The man who fell to Earth: a series in the footsteps of David Bowie

The man who fell to Earth: a series in the footsteps of David Bowie

Perhaps his most memorable role is the villain of Labyrinth (1986), that his riskiest role was that of The famine (1983), or that millennials remember him more like Tesla in the big trick (2006). But the Thomas Jerome Newton that Davie Bowie embodied in The man who fell to Earth (1976) was his first leading role in the cinema and, above all, a character who materialized what many already believed at the time: Duke Bloque could not be of this world.

“I think what David Bowie was able to do, through the combination of his ability as a performer and his genuine persona, was to infuse this alien Anthea with a really deep emotional intelligence and a love of life and the world,” he says. the British Chiwetel Ejiofor, the protagonist of the television series who, almost half a century later, decided to return to the story that the musician popularized in the mid-70s.

Bill Nighy in fiction. Photo: Aimee Spinks/SHOWTIME.

titled The man who fell to Earth -just like the 1963 novel by Walter Tevis on which both projects are based-, the fiction available on the Paramount+ platform is conceived as a continuation of the original film. Therefore, it does not omit the alien that Bowie brought to life, but incorporates it, this time in the skin of veteran Bill Nighy. “If someone comes 40 years later to play Thomas Jerome Newton, you can only have a legend playing a legend,” Ejiofor sums up. Worship via video call. “He also captures, with every fiber of his being, that kind of elegance and emotional intelligence,” she adds.

For his part, the actor nominated for an Oscar for 12 years a slave (2013) assumes the role of Faraday, an alien who lands in New Mexico with the mission of convincing a scientist (Naomie Harris) that he is her only hope to save his kind, while he must learn how to be human.

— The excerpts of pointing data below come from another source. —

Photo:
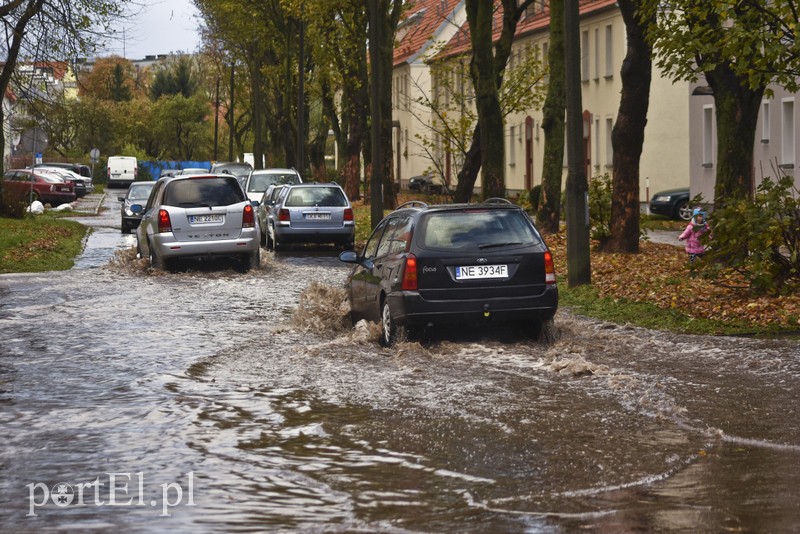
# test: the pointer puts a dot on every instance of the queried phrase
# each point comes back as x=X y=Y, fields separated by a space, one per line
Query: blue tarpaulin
x=155 y=168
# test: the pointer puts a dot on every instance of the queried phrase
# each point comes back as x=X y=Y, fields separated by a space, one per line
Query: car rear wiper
x=493 y=245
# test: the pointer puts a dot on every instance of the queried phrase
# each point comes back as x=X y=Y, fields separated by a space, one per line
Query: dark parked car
x=459 y=264
x=424 y=184
x=198 y=216
x=673 y=203
x=138 y=193
x=41 y=186
x=240 y=169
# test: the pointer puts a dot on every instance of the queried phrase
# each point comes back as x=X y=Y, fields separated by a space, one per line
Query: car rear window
x=331 y=197
x=476 y=229
x=140 y=192
x=260 y=182
x=211 y=192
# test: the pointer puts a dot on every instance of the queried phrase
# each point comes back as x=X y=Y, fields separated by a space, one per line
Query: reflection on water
x=274 y=416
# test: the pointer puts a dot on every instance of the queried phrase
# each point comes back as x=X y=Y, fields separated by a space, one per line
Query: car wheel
x=544 y=331
x=390 y=332
x=684 y=211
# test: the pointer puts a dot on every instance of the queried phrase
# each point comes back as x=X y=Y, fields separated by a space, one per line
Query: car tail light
x=164 y=223
x=410 y=274
x=248 y=219
x=549 y=268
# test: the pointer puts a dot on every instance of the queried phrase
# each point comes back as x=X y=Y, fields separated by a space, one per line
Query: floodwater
x=209 y=400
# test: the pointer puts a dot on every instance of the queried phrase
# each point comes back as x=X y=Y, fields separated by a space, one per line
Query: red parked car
x=46 y=188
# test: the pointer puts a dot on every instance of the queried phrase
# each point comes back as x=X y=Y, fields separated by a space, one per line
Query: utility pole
x=301 y=97
x=216 y=122
x=231 y=122
x=376 y=180
x=577 y=189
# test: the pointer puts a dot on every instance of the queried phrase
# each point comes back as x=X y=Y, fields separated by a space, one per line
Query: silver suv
x=198 y=216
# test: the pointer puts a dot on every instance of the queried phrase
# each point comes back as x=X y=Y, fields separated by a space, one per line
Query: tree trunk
x=627 y=137
x=578 y=262
x=257 y=103
x=10 y=64
x=469 y=171
x=482 y=68
x=737 y=108
x=548 y=214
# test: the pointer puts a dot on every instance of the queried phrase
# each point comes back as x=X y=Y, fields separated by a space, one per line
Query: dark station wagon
x=457 y=264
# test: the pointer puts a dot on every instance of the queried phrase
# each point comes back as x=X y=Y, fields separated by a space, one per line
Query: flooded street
x=203 y=400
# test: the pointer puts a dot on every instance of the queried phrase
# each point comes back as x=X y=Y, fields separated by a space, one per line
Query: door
x=528 y=153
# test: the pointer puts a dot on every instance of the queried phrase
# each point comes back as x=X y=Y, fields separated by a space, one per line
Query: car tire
x=544 y=331
x=683 y=211
x=391 y=333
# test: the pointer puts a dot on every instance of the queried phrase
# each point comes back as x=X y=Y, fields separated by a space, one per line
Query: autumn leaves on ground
x=660 y=275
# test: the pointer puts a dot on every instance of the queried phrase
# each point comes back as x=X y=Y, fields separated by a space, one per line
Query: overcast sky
x=158 y=27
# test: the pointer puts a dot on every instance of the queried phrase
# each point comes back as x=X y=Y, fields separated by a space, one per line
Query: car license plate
x=201 y=219
x=473 y=272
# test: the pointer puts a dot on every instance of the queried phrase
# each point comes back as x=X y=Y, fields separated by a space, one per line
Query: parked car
x=191 y=170
x=453 y=264
x=259 y=180
x=46 y=188
x=673 y=203
x=240 y=169
x=197 y=216
x=122 y=171
x=311 y=213
x=83 y=171
x=264 y=211
x=138 y=193
x=81 y=184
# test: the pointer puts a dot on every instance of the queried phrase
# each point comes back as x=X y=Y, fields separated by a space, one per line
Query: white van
x=122 y=170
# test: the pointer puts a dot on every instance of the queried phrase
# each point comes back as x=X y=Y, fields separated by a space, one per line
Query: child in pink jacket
x=696 y=228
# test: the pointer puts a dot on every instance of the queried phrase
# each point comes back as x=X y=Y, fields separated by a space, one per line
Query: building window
x=787 y=133
x=708 y=137
x=585 y=55
x=512 y=146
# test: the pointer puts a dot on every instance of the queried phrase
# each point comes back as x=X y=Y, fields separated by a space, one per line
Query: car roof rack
x=497 y=200
x=413 y=204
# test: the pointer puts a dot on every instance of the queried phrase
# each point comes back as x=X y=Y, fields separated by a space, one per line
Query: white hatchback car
x=198 y=216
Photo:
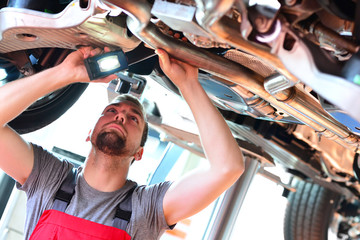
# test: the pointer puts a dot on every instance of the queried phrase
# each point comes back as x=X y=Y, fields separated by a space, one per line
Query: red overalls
x=55 y=224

“You can only play your own alien. There really isn’t a way to use anything that someone else has done before, because the moments in your own experience where you felt like an alien, where you felt like an outsider or something similar, are yours alone. So you play your alien through that kind of lens,” says the actor, who acknowledges that to build his character he looked back on his origins as the son of Nigerian parents who immigrated to England. “Faraday understands that he brings something powerful, and that represents a lot of what the immigration experience is,” he notes.

Photo: Aimee Spinks/SHOWTIME.

A pandemic and a war later, the production bets on increasing its resonance in the current state of the world. In this sense, Ejiofor considers that the story he heads suddenly became “more necessary.” “The science fiction of the future has penetrated and it’s right now right in our faces every day, it feels like science fiction all the time,” he says. Although he also believes that there are things that do not change: “I think (the series) means something different, but its central root, in connection, in love and in human potential, remains intact”.